1955 film by King Vidor

Man Without a Star is a 1955 American Western film starring Kirk Douglas, Jeanne Crain, Claire Trevor, William Campbell, Richard Boone, Mara Corday, and Myrna Hansen. Directed by King Vidor, it is based on the novel of the same name, published in 1952 by Dee Linford (1915–1971). A remake was made for television in 1968 entitled A Man Called Gannon. In February 2020, the film was shown at the 70th Berlin International Film Festival as part of a retrospective dedicated to King Vidor's career.

==Plot==
On a train from Kansas City to Wyoming, the brakeman throws Jeff Jimson off for freighthopping, and he is saved from being run over by Dempsey Rae. Later that night, Dempsey and Jeff watch as another train hopper kills the brakeman. When the authorities try to arrest Jeff for the crime, Dempsey proves the other man was guilty. He is given half of the $100 reward for finding the murderer.

Dempsey has a female acquaintance, Idonee, in town, and both men decide to stay after being hired to work (as alleged fellow Texans) by Strap Davis on a 10,000-head ranch for its new owner, Reed Bowman. Dempsey tells Jeff that many men follow a star to set their destination. When asked by Jeff what star he follows, Dempsey tells him that he follows no particular star. Dempsey teaches Jeff how to shoot, rope, ride, and herd cattle.

When Bowman finally arrives, Dempsey is surprised to find that he has been working for a very attractive woman, Reed Bowman. Bowman has plans to triple the size of her herd, which will crowd out the other ranchers on the available range. Dempsey falls for her, but the inevitable range war Bowman creates prompts him to defect to the other side. He has a deep hatred for barbed wire, but he finds that there is no clear moral side to the fight.

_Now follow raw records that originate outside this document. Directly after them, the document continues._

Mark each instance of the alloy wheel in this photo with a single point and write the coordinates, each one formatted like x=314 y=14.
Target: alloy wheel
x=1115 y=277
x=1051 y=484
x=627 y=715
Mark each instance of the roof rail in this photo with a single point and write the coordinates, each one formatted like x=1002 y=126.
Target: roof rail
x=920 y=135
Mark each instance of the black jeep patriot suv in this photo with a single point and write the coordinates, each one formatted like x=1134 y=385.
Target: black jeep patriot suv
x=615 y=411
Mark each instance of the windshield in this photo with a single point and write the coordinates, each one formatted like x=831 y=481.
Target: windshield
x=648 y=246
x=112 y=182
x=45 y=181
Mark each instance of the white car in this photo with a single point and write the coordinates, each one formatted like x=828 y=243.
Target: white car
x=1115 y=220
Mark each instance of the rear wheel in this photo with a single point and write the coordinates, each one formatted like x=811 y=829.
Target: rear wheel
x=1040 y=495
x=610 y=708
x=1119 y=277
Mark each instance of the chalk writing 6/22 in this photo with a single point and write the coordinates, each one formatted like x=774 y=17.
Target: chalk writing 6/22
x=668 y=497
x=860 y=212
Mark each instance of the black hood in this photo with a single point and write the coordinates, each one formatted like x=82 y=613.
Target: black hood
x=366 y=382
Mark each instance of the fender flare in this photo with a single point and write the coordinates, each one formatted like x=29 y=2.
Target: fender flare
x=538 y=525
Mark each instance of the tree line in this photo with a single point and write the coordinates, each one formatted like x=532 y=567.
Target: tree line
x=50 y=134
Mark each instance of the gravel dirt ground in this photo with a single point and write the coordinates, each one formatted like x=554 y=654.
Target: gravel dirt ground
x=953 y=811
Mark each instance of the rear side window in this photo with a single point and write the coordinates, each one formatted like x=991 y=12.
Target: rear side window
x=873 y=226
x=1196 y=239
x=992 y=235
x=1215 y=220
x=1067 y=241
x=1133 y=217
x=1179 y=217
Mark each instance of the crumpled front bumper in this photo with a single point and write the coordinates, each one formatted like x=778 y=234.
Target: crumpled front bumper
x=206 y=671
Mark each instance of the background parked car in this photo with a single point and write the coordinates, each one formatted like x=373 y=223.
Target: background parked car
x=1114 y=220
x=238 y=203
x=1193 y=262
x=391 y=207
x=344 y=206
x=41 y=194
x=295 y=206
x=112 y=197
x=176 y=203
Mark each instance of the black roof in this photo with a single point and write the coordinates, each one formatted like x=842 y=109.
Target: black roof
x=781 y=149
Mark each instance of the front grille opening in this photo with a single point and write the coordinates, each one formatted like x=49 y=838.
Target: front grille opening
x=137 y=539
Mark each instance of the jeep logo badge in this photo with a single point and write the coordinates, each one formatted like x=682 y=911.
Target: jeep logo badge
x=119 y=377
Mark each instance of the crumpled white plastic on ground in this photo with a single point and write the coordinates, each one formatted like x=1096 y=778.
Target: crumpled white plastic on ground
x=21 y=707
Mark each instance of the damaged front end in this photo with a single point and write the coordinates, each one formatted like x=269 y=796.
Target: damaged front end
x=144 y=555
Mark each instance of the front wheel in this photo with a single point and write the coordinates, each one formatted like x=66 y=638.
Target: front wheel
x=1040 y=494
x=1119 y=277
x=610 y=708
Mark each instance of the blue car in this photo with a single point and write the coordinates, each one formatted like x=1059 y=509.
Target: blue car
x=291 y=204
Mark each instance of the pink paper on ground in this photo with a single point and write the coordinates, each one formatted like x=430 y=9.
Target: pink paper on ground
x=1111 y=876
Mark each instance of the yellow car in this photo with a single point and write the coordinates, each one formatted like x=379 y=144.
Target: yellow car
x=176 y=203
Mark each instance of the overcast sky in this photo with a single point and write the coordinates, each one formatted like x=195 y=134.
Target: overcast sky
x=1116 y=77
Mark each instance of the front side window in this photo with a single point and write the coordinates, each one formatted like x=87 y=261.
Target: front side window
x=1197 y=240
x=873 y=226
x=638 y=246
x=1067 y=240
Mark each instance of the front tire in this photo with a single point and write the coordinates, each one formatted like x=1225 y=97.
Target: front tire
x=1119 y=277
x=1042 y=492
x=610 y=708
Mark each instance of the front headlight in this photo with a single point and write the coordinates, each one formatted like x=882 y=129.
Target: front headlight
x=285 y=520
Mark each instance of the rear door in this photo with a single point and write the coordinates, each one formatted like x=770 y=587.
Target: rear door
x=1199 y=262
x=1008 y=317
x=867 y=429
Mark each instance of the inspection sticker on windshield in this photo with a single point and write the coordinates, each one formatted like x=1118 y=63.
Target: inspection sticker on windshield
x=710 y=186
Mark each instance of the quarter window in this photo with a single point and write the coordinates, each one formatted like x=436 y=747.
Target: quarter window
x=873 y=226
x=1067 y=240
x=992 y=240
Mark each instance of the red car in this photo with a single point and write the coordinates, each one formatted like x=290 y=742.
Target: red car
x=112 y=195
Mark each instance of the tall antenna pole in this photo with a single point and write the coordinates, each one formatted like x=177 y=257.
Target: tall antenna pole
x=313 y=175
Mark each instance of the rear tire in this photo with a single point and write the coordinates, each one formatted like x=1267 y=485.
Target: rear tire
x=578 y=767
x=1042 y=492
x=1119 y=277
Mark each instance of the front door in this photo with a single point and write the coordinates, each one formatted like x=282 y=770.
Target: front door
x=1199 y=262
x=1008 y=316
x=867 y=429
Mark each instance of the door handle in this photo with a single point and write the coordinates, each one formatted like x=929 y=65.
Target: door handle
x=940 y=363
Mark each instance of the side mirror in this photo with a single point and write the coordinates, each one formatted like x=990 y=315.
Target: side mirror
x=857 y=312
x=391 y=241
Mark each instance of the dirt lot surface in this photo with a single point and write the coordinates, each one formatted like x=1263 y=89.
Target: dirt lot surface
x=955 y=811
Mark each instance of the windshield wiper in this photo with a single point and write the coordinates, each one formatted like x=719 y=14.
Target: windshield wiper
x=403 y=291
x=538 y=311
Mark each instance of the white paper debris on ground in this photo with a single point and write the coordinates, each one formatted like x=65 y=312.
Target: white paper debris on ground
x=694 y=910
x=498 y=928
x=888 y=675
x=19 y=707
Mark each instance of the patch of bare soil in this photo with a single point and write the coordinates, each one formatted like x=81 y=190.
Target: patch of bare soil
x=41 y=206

After being estranged from his protégé, Dempsey finally comes to peace with Jeff before riding off to a new life.

==Cast==
- Kirk Douglas as Dempsey Rae
- Jeanne Crain as Reed Bowman
- Claire Trevor as Idonee
- William Campbell as Jeff "Texas" Jimson
- Richard Boone as Steve Miles
- Jay C. Flippen as Strap Davis
- Myrna Hansen as Tess Cassidy
- Mara Corday as Moccasin Mary
- Eddy C. Waller as Tom Cassidy
- Sheb Wooley as Latigo
- George Wallace as Tom Carter
- Frank Chase as Little Waco
- Paul Birch as Mark Toliver
- Roy Barcroft as Sheriff Olson
- William Challee as Brick Gooder
- Malcolm Atterbury as Fancy Joe Toole
- Jack Elam appears (uncredited) as a ruffian who kills the train guard early in the movie.
- Jack Ingram as Jessup (uncredited)

==Production==
===Filming===
In the scenes where Kirk Douglas's character is standing next to the cattle train, the car's identification marks state it was built in December 1923 (BLT 12–23), which was well after the film's late 1800s time period (there were no railroads out West in 1823).

==Reception==
Douglas later estimated he made over a million dollars from the film.